Russell Hulse Physics’70
Russell Hulse PHY’70 is Regental Professor and Associate Vice President for Strategic Initiatives at the University of Texas at Dallas. Previously, he had a 30-year career at the Plasma Physics Laboratory at Princeton University. There, in a program operated by Princeton for the US Department of Energy, he created computer models for experiments associated with the quest to develop controlled thermonuclear fusion as an energy source.

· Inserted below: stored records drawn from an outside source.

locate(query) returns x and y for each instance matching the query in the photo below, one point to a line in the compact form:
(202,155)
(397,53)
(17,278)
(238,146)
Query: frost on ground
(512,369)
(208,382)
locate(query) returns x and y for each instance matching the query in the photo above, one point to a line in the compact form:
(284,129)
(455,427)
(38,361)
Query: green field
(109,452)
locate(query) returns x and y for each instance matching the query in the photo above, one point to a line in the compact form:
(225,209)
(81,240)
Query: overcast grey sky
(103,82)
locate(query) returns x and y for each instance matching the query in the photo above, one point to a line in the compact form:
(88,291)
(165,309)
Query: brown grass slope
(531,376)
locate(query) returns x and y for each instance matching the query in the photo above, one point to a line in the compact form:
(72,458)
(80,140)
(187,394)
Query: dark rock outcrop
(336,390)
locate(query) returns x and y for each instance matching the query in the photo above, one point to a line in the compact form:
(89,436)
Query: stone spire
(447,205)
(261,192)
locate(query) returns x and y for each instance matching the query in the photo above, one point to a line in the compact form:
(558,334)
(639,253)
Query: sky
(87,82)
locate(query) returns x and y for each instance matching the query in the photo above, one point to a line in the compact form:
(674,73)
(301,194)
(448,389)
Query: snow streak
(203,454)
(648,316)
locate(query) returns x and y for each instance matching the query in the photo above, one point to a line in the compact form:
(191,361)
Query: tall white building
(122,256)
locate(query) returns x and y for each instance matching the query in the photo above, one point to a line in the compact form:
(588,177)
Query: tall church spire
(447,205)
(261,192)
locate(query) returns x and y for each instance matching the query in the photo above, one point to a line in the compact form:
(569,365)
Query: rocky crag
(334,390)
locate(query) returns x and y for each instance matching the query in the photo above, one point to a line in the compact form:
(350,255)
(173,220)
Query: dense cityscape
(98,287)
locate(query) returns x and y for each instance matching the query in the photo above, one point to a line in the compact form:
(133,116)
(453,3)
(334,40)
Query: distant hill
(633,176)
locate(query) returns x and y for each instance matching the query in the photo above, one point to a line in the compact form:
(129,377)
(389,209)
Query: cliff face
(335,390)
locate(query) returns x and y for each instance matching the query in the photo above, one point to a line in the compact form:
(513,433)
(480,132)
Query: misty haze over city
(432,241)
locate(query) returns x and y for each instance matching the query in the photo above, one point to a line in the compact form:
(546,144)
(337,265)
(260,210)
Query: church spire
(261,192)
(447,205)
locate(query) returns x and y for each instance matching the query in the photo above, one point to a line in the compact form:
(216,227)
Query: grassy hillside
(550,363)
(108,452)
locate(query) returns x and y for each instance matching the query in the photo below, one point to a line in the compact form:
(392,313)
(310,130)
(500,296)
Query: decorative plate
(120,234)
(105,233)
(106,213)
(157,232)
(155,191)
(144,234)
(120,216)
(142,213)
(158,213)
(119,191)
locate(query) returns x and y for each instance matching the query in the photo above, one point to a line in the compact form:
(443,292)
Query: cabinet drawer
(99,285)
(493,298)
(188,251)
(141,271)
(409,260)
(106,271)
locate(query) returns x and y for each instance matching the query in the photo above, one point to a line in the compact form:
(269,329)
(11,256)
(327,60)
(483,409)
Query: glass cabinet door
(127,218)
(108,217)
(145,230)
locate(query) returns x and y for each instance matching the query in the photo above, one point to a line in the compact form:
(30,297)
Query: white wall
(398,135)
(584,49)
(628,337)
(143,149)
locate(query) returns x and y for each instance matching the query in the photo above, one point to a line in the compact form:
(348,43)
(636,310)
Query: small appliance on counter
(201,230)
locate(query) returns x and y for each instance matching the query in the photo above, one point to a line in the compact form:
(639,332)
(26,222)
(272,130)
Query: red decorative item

Russell Hulse received his MS and PhD in Physics from the University of Massachusetts at Amherst. As a graduate student in 1974, he discovered the first binary pulsar, using the 1,000-foot radio telescope located near Arecibo, Puerto Rico. Data from the study of this pulsar system has provided the only experimental evidence confirming Einstein’s theory predicting the existence of gravitational waves. In 1993, along with his former thesis professor Joseph H. Taylor, Hulse was awarded the Nobel Prize for Physics, for his discovery of the first “binary pulsar”-a celestial system in which two pulsars orbit each other.
Russell Hulse is a Fellow of the American Association for the Advancement of Science and of the American Physical Society.
Russell Hulse received the 1994 Gano Dunn Award and the 2003 President’s Citation Award. He was inducted into The Cooper Union Hall of Fame in 2009.